Led by experienced coach Valero Lopez, and helmed by Captain Abdulrazzaq Murad, the Qatari handball team went from being the underdog of the 2015 Men’s Handball World Championship to its unlikely silver medalists, after losing narrowly to World and Olympic Champions France in the final.

The secret to the team’s historic success stems from a Spartan approach to training, discipline and hard work:

“The coach needs everything to be perfect and that is definitely one of the main reasons for our

success. We strive to excel and never leave anything to chance,” said Yousef Bin Ali, 28, who plays the centre forward position on the team. Right-back player Zarko Markovic adds: “I think it’s more about work than about talent. You must work very hard to try every day to be professional and never give up.”

Their daily training regime often includes two sessions and consists of gym work, running, and practicing tactics in an attempt to prepare athletes holistically.“Realistically there isn’t anything difficult about training,” says Murad, adding, “It all depends on your focus.”

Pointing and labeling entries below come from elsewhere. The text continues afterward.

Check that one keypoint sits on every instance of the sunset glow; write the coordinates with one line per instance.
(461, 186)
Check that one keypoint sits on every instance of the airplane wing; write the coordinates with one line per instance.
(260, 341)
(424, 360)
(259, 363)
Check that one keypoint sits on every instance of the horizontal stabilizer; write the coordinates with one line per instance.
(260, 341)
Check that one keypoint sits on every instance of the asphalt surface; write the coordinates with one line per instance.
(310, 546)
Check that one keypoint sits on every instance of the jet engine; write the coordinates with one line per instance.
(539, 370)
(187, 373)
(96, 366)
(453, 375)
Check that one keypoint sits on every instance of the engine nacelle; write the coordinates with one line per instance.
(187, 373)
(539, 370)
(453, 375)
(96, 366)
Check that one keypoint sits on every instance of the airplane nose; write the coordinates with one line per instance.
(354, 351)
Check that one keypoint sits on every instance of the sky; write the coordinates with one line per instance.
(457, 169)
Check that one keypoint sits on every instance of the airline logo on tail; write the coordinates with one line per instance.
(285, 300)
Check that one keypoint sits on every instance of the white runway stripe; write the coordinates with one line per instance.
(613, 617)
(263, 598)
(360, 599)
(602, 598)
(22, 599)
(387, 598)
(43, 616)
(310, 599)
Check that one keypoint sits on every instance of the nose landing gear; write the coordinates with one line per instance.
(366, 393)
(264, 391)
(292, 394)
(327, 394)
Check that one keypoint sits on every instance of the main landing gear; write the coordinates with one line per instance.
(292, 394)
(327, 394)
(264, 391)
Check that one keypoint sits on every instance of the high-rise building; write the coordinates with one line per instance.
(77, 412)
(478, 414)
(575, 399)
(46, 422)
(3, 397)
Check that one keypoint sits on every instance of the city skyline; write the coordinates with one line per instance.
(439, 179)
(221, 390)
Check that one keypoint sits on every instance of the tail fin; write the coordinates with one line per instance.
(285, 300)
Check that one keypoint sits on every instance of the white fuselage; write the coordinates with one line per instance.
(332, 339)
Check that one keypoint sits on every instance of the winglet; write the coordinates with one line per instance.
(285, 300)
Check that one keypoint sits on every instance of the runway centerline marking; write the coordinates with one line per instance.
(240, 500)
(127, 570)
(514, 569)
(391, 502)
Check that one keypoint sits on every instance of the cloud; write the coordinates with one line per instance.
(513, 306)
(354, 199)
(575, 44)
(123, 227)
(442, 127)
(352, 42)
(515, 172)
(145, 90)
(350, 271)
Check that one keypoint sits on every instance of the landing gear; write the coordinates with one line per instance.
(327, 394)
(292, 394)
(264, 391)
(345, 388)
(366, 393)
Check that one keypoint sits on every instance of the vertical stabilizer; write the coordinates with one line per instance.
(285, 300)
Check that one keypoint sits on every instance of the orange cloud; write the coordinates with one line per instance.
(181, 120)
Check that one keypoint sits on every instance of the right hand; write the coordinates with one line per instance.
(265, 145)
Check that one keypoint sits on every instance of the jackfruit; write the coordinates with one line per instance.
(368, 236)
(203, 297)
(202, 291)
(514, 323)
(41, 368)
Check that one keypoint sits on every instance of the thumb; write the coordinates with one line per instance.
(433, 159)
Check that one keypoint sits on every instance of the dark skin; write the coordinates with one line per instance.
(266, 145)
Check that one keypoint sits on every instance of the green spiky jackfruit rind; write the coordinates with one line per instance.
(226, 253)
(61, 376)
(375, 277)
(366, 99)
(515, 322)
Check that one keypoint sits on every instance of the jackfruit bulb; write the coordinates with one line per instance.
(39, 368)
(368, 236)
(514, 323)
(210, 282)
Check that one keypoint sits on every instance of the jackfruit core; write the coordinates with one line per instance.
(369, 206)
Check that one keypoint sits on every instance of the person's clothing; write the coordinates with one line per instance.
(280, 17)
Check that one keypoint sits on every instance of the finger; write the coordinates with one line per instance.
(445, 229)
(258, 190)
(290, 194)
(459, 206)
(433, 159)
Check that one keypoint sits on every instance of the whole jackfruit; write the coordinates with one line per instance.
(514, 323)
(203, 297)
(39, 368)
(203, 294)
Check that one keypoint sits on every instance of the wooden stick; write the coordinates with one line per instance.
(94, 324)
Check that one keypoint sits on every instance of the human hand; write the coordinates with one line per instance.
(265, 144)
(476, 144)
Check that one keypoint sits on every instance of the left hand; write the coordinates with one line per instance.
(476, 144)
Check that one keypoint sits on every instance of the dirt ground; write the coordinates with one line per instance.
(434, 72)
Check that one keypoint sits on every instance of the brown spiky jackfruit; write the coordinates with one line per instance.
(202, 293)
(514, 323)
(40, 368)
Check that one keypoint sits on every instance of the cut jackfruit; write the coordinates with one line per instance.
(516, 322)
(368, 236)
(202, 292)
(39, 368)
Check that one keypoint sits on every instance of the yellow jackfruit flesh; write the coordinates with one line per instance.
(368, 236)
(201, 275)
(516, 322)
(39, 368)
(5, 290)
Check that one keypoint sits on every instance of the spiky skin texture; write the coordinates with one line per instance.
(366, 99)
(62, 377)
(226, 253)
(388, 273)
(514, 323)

For most of the team, handball is something they grew up with:

“I started handball when I was 7 years old. It’s a family heritage for me, my father was a handball player so I followed in his footsteps.” said Mallash, while Captain Murad adds: “Handball is my life. I love the speed of the game. The art that is involved and the amazing moves in the game.”

The team’s training, coupled with their talent has paid off, and they claimed the Asian Championship title in 2014 and 2016, as well as stormed their way to Rio 2016 Olympic qualification in the Asian qualifiers last December. Another key reason for their success is how well they work together as a team and this is an important part of Coach Valero’s strategy. He explains:

“Sometimes we play very good, sometimes we play good, and sometimes we play bad or very bad – but like a team. Always we show that we are a team. For me this is the most important thing. All the players must think that the most important thing is the team.” Mahmoud Zaky, 29 added, “We went for the silver medal by holding each other, supporting each other, being there for anyone who needs us. This is the right way to do it.”

As the first Qatari handball team to ever compete in the Olympic Games, they hope to achieve something beyond securing a spot on the podium:

“Before the World Championships not many people here really knew about handball. But now more people are interested in it and every time we succeed we gain new fans,” Abdullah Al-Kirbi, 25, said, adding, “We made a name for ourselves after the World Championships around the world which is something we need to preserve. It’s not about getting a silver or gold medal but preserving the reputation we made for ourselves.”

Now with Rio 2016 right around the corner, the Qatari handball team know what they are up against:

“In Rio there are only 12 teams, so they are the best of the best,” said Mahmoud Zaky, adding, “Almost all the teams will be very good rivals. There will be a lot of surprises like what we saw happen in the World Championships.”

The handball team’s first match in Rio 2016 will be on the 7 th August against Croatia.